I kept my sloth quiet when amongst those committed to mindfulness, until I found an ally in the work of Emma Young.  Her book ‘Sane’: written by a science and health journalist who shows a resistance to doing many of the things which she is told she should do in the name of well being struck a chord in me.  In setting out to establish what really works and is supported by science, she filters out many of the contradictory messages we are given, and identifies the essentials for improving mental strength.  Inevitably, she examines mindfulness, and concludes after talking with a range of researchers,  that it is the disruption to mental thought processes which is key.  Some may get it from mindfulness, others from running, playing a musical instrument, or making a cake.  It is the value of the activity in keeping us in the moment, undistracted from any other thought or concern that gives the activity its recuperative power.

 

Now,  I have discovered my form of disruption in the work of Heartmath®.   Heartmath® is at its simplest a breathing technique to reduce stress and build resilience.  However, it is based on the growing neuroscience evidence of the intelligence of the heart.  The heart is not just a pump, it is an organ with neural circuits that it is continually in communication with the brain, informing it of our level of stress or relaxation.  All those sayings which refer to the heart:  heart broken, heart sore, heart weary , bleeding heart, heavy heart  or heart to heart, are not accidental, they recognise that the heart is an active organ of emotion and communication.
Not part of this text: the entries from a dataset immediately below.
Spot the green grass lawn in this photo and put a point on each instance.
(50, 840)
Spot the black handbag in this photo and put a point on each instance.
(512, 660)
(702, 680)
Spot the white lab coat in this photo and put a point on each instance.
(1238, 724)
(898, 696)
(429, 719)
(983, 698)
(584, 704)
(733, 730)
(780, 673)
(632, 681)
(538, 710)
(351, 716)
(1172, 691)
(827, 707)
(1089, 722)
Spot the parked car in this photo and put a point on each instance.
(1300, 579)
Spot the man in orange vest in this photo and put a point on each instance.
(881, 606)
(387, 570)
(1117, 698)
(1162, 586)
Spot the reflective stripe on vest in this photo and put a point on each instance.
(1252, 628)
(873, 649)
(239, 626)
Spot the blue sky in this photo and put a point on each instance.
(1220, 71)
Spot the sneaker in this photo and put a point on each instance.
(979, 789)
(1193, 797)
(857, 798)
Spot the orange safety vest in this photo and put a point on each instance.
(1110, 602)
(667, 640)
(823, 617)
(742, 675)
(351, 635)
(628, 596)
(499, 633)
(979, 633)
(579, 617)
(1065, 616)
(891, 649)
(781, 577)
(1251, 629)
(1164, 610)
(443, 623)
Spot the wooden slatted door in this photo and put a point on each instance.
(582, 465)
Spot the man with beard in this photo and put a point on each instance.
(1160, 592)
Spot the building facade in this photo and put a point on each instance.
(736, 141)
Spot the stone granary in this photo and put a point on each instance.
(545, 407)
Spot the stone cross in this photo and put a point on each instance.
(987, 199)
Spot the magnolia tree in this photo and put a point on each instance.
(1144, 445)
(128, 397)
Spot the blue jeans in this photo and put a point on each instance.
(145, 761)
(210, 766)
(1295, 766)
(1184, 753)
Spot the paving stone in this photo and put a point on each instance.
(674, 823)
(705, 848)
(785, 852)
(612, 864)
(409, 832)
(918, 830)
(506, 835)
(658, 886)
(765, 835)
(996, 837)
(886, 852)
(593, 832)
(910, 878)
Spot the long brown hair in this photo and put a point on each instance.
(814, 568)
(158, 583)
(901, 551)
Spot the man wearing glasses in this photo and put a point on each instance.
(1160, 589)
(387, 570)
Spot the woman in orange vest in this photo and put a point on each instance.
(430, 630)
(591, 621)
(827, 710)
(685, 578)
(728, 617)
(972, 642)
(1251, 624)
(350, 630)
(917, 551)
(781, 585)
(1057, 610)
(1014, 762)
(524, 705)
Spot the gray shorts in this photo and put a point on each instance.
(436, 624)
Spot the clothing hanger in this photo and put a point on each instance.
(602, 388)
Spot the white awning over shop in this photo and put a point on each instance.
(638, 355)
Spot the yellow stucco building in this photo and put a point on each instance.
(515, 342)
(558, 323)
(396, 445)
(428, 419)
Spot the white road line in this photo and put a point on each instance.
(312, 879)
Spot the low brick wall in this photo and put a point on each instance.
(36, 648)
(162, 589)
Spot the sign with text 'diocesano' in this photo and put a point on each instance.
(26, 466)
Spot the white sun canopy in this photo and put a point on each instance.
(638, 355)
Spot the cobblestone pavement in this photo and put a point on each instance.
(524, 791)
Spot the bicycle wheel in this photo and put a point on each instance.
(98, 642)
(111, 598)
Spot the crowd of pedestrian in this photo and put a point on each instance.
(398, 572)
It is directly linked with our limbic system.

heartmath

By learning how to breath in a heart focussed way, we can control the variability of our heart rhythm and bring it into a smooth coherent pattern which balances out our need for energy with our need for relaxation.  In doing so we  enhance our performance and ability to handle the demands of the day. What is powerful for those who like to see science in action is that with Heartmath® you can observe your own heart pattern through a bio-feedback application linked to smartphone technology.   You can see how when you change your breathing you change the neurotransmitters which are driving  emotional responses to events.  And, of course, whilst engaging in managing  breathing more effectively, you are not focused on the thoughts that were causing us negative emotions.  It works for me, because I know that even 3 minutes of focused heart based breathing will support me in dealing with the demands of the day, and when the demands increase, a top up can be done quickly and inconspicuously.

 

Once I discovered its value for a failed mindfulness practitioner, I decided to use it with  clients as another means for supporting their resilience.  Clients like it, because even in the most demanding of situations they notice that by changing their breathing, they change their response (and no one even knows they are doing it).  So, while mindfulness has undoubted benefits, if you cannot quieten your mind one way, simply find your way.